The gala showcases the creativity of all the arts on campus. This year ArtsX invited special guests Verb Ballets, a Cleveland-based company.

The company adopted the name Verb Ballets because it evoked action, said Richard Dickinson, associate artistic director. The company’s performances at ArtsX showed how fitting that name was.

In the second of the Verb’s two performances Saturday evening, it blended humor and sensuality to the music of Mozart in K281. That sensuality was evident throughout, whether on the contemporary “Between the Machine” with a pulsating score that mixed jazz with industrial sounds, to the climatic setting of Ravel’s “Bolero,” where European and Indian classical dance moves blended with flamenco.

Verb Ballets performs K281

Verb didn’t restrict its action to the stage. It also presented classes for community and university dance students earlier in the day and performed and worked with middle and high school students on Friday.

Dickinson said the company particularly enjoyed the middle school, where a two-hour delay on a Friday meant the energy level was particularly high.

The company’s performances Saturday had people buzzing in the halls of the Wolfe Center and Fine Arts Center as they perused the jewelry, ceramics, glass, prints, and more on sale. 

Taiko drums bring ArtsX activities to a close.

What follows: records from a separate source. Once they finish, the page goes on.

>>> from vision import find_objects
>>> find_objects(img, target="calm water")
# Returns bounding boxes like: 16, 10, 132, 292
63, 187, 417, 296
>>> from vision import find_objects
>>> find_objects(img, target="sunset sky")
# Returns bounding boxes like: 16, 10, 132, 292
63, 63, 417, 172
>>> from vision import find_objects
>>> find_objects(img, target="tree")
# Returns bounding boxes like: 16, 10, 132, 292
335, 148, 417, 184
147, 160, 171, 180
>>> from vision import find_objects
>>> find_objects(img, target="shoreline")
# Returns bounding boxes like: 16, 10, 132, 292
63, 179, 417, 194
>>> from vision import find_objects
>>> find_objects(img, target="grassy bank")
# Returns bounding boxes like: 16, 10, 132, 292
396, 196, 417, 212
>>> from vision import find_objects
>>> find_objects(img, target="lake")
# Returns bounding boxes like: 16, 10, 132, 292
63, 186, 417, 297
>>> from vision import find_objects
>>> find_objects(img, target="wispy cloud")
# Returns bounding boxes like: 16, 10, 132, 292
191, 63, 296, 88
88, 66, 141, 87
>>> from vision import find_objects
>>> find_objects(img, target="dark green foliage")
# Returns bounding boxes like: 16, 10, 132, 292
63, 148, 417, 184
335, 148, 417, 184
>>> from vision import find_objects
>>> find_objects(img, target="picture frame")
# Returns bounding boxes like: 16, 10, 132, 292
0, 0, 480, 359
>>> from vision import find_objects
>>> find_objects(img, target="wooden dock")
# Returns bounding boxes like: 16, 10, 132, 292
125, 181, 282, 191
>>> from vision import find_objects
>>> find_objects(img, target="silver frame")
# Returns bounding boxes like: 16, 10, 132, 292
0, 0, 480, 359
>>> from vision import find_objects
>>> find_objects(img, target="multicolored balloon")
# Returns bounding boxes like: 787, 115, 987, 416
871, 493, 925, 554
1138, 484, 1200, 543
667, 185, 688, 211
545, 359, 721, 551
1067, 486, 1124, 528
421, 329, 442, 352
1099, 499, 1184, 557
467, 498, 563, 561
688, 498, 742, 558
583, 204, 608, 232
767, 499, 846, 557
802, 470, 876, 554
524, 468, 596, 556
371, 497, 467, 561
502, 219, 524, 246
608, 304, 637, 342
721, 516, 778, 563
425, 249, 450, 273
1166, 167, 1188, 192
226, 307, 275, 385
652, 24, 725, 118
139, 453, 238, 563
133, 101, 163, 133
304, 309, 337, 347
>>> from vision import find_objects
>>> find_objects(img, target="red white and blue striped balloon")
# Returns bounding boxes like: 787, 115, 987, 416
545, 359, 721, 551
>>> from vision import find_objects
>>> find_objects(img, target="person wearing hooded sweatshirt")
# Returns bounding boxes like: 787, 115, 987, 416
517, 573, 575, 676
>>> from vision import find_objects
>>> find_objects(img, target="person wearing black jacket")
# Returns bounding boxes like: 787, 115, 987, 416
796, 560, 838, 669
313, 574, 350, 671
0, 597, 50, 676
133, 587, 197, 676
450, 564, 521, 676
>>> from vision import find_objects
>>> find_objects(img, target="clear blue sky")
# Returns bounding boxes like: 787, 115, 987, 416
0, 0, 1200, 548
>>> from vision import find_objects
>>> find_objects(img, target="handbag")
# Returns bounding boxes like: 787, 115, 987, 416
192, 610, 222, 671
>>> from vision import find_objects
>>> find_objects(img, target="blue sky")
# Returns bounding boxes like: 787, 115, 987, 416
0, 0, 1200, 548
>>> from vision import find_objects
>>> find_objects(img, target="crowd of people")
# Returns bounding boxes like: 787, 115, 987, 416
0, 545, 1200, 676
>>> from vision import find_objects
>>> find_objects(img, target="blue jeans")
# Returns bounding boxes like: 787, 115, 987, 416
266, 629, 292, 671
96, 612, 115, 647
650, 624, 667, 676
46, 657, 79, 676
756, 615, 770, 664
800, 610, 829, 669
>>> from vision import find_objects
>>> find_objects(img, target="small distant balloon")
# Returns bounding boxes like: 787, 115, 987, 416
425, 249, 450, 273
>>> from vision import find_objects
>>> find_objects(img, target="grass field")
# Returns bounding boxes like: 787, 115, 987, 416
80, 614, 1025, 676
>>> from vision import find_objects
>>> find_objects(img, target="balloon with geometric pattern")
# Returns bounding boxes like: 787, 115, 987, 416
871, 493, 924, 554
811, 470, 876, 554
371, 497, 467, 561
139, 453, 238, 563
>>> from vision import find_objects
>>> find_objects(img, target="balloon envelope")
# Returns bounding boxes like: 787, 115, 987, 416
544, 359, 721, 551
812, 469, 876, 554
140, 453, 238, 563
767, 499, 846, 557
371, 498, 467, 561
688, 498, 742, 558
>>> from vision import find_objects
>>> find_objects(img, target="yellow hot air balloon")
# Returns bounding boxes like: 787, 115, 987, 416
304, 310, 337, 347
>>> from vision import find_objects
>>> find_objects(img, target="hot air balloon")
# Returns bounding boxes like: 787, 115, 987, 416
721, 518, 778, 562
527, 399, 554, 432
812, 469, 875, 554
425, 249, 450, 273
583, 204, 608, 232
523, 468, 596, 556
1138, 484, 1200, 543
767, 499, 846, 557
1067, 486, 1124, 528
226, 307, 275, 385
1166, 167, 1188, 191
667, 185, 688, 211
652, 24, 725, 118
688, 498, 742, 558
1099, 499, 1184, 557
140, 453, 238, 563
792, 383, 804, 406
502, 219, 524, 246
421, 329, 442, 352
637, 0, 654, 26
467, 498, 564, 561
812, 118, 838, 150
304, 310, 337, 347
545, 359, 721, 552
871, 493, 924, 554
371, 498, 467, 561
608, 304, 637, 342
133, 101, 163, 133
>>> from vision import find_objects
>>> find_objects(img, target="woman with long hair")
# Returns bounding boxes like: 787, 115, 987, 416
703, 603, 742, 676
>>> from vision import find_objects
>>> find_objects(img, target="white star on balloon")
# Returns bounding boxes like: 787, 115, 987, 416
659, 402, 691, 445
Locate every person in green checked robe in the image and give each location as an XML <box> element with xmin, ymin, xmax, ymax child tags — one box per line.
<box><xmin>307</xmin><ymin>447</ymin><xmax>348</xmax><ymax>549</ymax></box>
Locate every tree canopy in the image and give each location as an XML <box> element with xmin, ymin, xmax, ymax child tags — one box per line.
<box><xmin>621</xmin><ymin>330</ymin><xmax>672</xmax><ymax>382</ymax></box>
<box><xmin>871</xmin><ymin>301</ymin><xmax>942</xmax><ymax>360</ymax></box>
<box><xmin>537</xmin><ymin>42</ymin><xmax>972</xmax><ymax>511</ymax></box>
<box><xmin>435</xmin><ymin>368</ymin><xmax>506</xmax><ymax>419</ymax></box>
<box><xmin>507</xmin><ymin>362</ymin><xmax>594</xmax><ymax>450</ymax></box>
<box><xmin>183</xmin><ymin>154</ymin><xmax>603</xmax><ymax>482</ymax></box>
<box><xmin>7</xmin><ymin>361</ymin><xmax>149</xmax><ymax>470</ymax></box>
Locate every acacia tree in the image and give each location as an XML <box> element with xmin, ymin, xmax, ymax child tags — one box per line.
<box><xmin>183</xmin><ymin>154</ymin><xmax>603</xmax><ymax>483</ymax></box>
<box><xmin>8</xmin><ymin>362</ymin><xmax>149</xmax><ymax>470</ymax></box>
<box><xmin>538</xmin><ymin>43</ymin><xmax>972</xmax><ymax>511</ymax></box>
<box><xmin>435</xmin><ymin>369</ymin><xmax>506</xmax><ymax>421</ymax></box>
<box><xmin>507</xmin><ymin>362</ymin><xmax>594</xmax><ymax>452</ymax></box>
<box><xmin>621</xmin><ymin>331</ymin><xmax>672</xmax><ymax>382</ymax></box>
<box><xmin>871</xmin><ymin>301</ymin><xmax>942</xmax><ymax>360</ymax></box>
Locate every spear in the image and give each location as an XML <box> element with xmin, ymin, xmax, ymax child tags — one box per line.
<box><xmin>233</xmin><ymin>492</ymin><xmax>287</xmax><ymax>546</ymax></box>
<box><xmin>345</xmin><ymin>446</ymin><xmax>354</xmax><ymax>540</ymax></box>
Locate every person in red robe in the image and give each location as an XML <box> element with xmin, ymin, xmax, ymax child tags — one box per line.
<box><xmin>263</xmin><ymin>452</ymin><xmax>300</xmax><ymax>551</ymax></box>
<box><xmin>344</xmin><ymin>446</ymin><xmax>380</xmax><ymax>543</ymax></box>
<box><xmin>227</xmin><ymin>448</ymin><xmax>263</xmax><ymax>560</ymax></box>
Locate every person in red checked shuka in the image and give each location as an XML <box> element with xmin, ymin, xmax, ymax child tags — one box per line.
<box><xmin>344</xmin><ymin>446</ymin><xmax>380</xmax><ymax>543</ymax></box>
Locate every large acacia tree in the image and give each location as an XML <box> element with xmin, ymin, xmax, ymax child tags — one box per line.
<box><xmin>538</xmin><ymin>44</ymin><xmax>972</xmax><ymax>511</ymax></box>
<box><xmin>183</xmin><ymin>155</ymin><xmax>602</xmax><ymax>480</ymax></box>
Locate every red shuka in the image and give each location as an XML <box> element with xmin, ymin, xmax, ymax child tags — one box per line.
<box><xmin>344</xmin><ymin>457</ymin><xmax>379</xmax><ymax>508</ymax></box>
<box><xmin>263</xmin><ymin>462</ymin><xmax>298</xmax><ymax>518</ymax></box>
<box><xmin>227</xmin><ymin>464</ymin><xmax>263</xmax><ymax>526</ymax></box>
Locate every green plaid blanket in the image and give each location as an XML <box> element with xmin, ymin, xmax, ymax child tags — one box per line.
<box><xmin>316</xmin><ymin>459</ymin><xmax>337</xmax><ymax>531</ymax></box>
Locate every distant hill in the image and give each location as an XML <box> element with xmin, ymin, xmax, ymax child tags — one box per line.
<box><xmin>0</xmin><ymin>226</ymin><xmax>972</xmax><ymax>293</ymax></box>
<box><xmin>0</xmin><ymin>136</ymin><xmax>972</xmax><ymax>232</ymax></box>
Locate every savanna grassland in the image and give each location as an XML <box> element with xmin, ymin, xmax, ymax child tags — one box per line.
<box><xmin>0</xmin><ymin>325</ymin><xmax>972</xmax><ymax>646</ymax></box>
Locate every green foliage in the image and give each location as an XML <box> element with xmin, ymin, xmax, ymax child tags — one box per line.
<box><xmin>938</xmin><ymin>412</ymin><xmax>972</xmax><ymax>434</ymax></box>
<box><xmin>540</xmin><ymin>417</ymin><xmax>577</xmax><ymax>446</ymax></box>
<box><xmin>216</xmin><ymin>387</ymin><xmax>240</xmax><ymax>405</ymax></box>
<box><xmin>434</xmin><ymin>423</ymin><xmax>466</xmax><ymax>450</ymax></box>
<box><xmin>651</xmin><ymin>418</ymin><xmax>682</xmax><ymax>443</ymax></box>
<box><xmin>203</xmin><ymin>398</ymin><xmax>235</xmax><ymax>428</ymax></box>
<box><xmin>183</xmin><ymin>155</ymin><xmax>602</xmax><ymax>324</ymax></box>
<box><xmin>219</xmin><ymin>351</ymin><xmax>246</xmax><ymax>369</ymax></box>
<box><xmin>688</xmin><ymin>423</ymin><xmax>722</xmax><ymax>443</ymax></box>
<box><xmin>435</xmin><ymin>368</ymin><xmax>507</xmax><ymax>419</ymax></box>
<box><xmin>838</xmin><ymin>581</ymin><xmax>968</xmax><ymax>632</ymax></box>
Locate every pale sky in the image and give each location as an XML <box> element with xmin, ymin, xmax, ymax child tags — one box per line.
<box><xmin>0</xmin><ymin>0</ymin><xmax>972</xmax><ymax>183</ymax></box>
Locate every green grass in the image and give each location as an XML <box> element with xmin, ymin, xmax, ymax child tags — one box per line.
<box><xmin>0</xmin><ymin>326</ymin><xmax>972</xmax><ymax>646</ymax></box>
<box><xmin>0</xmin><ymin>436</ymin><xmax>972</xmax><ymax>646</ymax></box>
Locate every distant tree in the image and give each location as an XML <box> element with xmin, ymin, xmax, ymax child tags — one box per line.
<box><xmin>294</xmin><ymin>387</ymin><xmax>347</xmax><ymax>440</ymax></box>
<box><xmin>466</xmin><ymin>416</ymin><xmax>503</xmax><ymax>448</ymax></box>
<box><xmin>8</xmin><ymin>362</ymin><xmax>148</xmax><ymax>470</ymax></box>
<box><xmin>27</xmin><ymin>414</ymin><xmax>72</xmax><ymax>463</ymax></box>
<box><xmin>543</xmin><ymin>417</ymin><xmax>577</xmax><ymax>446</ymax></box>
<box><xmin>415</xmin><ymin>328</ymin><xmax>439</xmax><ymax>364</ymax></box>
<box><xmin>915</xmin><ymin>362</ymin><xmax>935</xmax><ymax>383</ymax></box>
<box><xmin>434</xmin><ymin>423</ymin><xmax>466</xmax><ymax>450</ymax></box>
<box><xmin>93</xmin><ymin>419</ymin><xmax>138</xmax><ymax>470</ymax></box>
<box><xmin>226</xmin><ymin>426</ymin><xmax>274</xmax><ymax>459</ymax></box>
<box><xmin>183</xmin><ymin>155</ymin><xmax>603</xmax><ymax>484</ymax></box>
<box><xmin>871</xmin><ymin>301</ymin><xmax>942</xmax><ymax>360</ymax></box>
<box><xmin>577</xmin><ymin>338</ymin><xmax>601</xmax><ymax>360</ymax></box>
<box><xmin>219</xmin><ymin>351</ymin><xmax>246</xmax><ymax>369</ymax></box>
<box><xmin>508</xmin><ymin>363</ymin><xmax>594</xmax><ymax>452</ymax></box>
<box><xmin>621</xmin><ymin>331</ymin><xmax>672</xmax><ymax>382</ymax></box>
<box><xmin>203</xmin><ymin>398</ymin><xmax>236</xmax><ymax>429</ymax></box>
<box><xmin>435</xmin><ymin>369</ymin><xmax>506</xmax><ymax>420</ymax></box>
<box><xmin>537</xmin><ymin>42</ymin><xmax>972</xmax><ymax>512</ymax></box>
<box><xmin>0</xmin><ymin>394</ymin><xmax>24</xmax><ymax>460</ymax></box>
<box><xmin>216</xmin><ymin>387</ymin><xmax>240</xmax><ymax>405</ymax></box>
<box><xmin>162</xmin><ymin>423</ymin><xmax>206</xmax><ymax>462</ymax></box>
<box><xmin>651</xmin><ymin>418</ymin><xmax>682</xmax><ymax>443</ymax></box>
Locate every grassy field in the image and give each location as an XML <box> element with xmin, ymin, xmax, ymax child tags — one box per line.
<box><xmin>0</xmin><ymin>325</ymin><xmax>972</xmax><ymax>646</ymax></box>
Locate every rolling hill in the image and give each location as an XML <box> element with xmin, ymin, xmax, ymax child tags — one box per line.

Artists also demonstrated their techniques.

Music suffused the event from traditional sounds from Beethoven to taiko drums to the experimental work of doctoral students.

As usual there was far more going on than any one visitor could take in.

While the crowd attending seemed smaller than in the past, the energy of the participants was still high.

Word games were offered by the Creative Writing program.

 

Caroline Kouma pauses following her performance as art of the Arias and Songs session.

 

Kay Kleingers demonstrates enameling in the metals studio.

 

Costumes from past productions of “A Christmas Carol” were displayed.

 

Visitors in the Faculty Exhibit, which remains on display through the end of the semester.